Ankara’nın Hitit ve Frig geçmişi de çokça tartışıldı. Frigya’ya dair elimizde somut bir misal var aslında. Frigya’nın merkezi bugün Ankara sınırları içerisinde olan Gordiyon’dur. Ankara yalnızca bunlarla sınırı olan değil elbette. M.Ö. Ankara sakinleri içerisinde Lidyalıların da olduğu rivayet edilir.

Mesela; Makedonyalı Büyük İskender’in o büyük seferinde Ankara’yı üs edinmiş olduğu de bilinir. Ankara’nın tarihinde Trakya’dan getirilen Galat kabilelerinin de görevi büyüktür. Galatlar, Roma-Pontus mücadelesinde Roma’nın yanısıra yer alıp Ankara’nın Pontus hâkimiyetine girmesine müsaade etmemiştir.

Tabii Ankara’nın bir de ünlü ‘Akköprü’sü vardır. Metro durağında çokça adını duyarız ya da mühim bir avmsinin bulunduğu bir semt olarak biliriz. Oranın adı de ilginçtir. Ak her ne kadar bir renk olsa da bunun yanı sıra bir yönü de anlatım eder. Ak, bir anlamda ‘batı’dır. Akköprü de son yüz yıla kadar Ankara’nın uzak batısıdır. Öyle ki “Şehre gelen kervanlar son molayı burada verir, şehirden uğurlanacaklar da buradan uğurlanırdı…” (Mehmet Doğan)

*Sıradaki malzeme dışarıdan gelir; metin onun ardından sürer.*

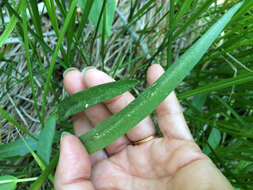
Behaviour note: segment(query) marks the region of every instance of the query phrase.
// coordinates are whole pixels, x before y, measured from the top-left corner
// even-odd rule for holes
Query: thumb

Bugün 6 milyonu geçen Ankara nüfusu, 1830’da meydana getirilen ilk nüfusu sayımına göre 23 bindir.

Ankara’nın ruhunda ahilik vardır. Ahilik mühim bir meslek birliğidir. İşçi ve patron arasındaki köprü vazifesini gören mühim bir müesseseydi. Ahilik, terbiye temelli bir kardeşleşme teşkilatıdır. Eskiden Ankara’nın sancağı olan Kırşehir, günümüzde Anadolu Ahiliğinin Kurucusu Nasırüddin Mahmud’un yani Ahi Evren’in kabrine ev sahipliği yapmaktadır.

Ankara anlatmakla bitmeyecek kadar köklü bir geçmişe haiz mühim şehirlerimizdendir. Başkent olmasının arka planında kuşkusuz oldukça değerli bir başarı hikâyesi vardır.

Gördüğümüz ve bildiğimiz Ankara’nın birikimini, camilerini, hanlarını, kalesini, türbelerini, kültürünü, ticaretini, önderlerini, bedestenlerini, hikâyelerini, seğmenlerini, kedisini, keçisini, siyasetini, tarihini özetle her şeyini anadolugazete.com.tr farkıyla aktarmaya inşallah devam edeceğiz.